Querying the Dependency Net

OK, ok, so just yesterday I posted that it was easy to determine what queries were being used by the browsers to get the data underlying the view.  Of course it’s easy to get them, but without a teensy weensy bit of documentation, it’s not necessarily easy to understand what the parameters mean or possibly what the results mean.

For instance, take the dependency net – everybody loves the dependency net – it’s cool and shows that “high-level information” that everybody craves.  For example, this picture showing how “Die Hard” is the nexus linking Beverly Hills Cop with the Lethal Weapon family of movies.

image

Whatever.

Anyway, to get this information we call the deceptively simple ARGetNodeGraph function, that is, for Association Rules models, like this:

 CALL System.ARGetNodeGraph('Associate Movies', 60)

With the first parameter being the name of the model and the second being the number of nodes to return.  The function chooses nodes using a heuristic that considers the popularity of the node and balances between inputs and outputs in order to produce a nice result.

That’s easy enough – let’s take a look at the output (truncated for space)

image

Whoa!  That’s a bit more complex.

Basically the output is divided into two sections indicated by the "NODE_TYPE” column.  The “NODE_TYPE” column actually has nothing to do  with a node type and (if I had to guess, which I don’t) I would say that NODE_TYPE was used to reuse names from the MINING_CONTENT schema rowset rather than be the most accurate moniker for the column itself.  NODE_TYPE is actually the ROW type, and has the values 1 or 2.  If the NODE_TYPE is 1, then the row represents a NODE in the graph.  If the NODE_TYPE is 2, the row represents an EDGE in the graph.  All of the other column interpretations depend on the type of row.
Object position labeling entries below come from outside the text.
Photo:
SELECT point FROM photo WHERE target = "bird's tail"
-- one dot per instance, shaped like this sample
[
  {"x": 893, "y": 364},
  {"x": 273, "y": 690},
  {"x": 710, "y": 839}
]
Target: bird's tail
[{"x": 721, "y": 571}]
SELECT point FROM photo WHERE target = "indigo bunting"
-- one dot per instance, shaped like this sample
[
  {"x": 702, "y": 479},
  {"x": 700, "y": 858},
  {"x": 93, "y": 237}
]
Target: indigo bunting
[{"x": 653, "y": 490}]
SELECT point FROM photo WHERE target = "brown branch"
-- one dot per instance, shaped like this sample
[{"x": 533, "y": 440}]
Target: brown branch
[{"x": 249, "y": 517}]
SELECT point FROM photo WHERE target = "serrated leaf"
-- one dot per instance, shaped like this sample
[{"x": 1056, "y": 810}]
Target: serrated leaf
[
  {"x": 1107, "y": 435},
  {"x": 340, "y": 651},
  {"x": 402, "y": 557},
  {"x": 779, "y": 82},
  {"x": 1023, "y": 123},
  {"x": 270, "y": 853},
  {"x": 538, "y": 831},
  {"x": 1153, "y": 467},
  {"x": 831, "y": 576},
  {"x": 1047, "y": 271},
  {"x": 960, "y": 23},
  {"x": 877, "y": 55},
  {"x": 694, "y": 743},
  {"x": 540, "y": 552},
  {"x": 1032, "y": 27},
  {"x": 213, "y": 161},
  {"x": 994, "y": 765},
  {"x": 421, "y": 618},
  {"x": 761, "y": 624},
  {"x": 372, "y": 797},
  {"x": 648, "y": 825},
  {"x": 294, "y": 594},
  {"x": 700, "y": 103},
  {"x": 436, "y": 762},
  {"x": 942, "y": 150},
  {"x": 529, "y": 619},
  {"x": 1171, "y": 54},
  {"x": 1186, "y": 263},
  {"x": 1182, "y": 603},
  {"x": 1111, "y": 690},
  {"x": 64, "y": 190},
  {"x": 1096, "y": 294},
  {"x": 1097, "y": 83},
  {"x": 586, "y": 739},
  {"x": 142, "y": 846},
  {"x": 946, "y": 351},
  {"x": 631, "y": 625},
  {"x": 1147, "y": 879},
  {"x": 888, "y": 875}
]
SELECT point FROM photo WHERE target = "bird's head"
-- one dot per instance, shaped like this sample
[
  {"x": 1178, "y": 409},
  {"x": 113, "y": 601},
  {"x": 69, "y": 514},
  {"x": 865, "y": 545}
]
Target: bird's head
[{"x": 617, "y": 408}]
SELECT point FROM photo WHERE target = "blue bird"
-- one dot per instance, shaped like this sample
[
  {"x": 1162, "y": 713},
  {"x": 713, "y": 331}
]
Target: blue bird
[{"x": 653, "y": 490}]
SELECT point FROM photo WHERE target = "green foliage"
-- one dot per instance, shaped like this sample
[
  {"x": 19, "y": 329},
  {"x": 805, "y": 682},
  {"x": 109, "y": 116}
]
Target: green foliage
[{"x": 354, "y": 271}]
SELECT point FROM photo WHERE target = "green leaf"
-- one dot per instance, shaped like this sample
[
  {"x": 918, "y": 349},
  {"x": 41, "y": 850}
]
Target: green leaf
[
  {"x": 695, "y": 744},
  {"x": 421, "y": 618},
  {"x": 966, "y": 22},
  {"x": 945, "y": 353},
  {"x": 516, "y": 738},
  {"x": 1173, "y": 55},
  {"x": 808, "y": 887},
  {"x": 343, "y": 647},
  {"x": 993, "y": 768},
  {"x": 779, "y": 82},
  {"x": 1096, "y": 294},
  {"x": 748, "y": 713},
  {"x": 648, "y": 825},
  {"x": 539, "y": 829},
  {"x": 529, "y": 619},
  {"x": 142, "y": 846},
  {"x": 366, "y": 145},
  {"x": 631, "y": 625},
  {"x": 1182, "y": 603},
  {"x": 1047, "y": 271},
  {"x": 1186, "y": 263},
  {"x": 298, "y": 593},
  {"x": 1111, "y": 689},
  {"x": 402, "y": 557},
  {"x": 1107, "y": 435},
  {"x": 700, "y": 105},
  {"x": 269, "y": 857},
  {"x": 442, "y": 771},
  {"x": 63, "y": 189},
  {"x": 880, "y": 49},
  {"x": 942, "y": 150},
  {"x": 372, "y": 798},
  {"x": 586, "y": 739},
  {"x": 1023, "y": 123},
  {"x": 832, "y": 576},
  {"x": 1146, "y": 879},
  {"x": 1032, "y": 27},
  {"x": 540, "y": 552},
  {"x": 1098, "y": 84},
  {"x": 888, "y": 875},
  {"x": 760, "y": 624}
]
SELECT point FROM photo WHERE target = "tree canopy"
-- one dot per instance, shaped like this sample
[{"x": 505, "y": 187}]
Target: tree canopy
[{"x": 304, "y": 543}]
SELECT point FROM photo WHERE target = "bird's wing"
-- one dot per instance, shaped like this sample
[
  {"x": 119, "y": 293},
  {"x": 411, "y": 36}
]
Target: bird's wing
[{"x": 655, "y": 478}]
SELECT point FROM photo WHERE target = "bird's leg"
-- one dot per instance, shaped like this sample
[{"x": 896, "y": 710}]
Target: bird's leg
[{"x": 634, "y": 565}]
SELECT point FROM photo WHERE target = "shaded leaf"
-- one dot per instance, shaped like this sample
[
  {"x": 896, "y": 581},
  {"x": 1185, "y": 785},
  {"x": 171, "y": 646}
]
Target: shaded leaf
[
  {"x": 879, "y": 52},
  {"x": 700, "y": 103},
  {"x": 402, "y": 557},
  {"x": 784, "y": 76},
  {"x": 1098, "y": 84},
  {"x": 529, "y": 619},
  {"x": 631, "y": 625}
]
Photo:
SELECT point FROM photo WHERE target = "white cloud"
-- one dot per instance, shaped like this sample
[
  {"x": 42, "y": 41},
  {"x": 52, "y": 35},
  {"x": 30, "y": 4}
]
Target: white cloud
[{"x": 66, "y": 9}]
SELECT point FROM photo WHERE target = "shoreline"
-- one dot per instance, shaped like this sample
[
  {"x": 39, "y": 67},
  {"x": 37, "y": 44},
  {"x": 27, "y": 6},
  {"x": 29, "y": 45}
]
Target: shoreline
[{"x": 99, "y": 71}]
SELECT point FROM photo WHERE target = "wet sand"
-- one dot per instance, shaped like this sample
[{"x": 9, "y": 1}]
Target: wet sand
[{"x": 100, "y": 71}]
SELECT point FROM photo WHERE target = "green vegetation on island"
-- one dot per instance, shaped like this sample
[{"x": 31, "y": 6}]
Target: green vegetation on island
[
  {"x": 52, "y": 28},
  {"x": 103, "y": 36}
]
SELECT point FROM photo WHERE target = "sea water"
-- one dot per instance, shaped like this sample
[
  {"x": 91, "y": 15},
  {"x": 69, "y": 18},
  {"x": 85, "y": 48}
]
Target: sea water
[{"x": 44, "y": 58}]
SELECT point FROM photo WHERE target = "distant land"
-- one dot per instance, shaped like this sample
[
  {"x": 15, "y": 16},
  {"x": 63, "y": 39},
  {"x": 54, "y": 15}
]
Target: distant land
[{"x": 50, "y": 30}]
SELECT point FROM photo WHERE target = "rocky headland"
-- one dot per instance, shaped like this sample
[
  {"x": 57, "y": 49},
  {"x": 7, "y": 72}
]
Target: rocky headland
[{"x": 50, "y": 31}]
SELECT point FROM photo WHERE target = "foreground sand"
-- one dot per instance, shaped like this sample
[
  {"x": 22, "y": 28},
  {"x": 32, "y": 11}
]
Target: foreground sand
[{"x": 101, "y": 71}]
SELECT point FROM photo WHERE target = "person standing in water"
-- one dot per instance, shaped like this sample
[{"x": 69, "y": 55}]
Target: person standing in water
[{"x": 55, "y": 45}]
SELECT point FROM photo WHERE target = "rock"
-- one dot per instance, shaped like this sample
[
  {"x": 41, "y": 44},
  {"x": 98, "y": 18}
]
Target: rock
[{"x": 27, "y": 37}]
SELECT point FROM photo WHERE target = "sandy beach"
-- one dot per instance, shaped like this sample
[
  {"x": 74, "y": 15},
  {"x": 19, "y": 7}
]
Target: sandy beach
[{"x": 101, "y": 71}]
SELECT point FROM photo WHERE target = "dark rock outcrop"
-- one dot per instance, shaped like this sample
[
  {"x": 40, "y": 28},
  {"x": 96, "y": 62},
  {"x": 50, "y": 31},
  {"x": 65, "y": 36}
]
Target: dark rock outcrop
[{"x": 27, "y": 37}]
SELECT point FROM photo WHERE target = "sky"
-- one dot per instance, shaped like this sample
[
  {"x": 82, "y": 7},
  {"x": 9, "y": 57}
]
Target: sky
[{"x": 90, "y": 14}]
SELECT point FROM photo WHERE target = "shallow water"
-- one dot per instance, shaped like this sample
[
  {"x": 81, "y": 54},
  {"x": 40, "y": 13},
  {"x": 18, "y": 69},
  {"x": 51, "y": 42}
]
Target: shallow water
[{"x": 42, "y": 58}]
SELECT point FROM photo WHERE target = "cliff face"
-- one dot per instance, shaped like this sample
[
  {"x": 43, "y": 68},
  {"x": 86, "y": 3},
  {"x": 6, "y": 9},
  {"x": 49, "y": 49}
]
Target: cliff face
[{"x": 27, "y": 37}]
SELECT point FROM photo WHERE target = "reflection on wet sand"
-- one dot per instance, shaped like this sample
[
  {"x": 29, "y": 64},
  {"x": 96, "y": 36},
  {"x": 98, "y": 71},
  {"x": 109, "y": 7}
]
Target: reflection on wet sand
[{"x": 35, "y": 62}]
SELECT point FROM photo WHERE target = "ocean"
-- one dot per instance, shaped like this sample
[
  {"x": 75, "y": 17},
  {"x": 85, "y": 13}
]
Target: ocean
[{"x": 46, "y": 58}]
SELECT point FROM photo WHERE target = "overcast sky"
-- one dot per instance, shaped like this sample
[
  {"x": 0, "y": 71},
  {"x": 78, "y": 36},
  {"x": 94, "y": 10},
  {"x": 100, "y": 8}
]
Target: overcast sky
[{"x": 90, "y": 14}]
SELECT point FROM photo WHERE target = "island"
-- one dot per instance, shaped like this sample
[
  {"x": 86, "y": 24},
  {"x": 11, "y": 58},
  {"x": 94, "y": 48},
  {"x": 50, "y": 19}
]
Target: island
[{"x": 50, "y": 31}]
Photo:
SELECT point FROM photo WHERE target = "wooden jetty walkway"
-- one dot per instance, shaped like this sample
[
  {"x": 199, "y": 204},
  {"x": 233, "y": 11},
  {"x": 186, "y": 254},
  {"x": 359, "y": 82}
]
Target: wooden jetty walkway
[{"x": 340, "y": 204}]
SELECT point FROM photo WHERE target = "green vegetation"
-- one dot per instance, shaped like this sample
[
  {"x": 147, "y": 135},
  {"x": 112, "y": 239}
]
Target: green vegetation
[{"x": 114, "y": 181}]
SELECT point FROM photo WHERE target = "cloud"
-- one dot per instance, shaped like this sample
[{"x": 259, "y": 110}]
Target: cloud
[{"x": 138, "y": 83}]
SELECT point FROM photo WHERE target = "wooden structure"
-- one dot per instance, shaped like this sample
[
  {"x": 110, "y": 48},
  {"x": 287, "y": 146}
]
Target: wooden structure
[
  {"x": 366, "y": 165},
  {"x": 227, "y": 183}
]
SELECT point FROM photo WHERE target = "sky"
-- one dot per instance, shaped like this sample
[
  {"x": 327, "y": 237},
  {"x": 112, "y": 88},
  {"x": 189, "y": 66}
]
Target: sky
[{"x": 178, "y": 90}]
For NODE rows (NODE_TYPE=1, for those readers with serious short-term memory issues), the columns describe a node like this:

  • NODE_UNIQUE_NAME_1 – This is an ID used to identify the node in the edges section.
  • NODE_UNIQUE_NAME_2 – The default label for the node
  • MSOLAP_NODE_SCORE – Unused
  • ATTRIBUTE_NAME – The attribute name part of the default label, used to compose and decompose different options for node displays
  • ATTRIBUTE_LONG_NAME – The full attribute name – i.e. if the attribute came from a nested table, it has the name of the nested table, plus the specific attribute name in parenthesis.  Again used for label composition.
  • ATTRIBUTE_VALUE – The value name part of the default label, again used for label composition.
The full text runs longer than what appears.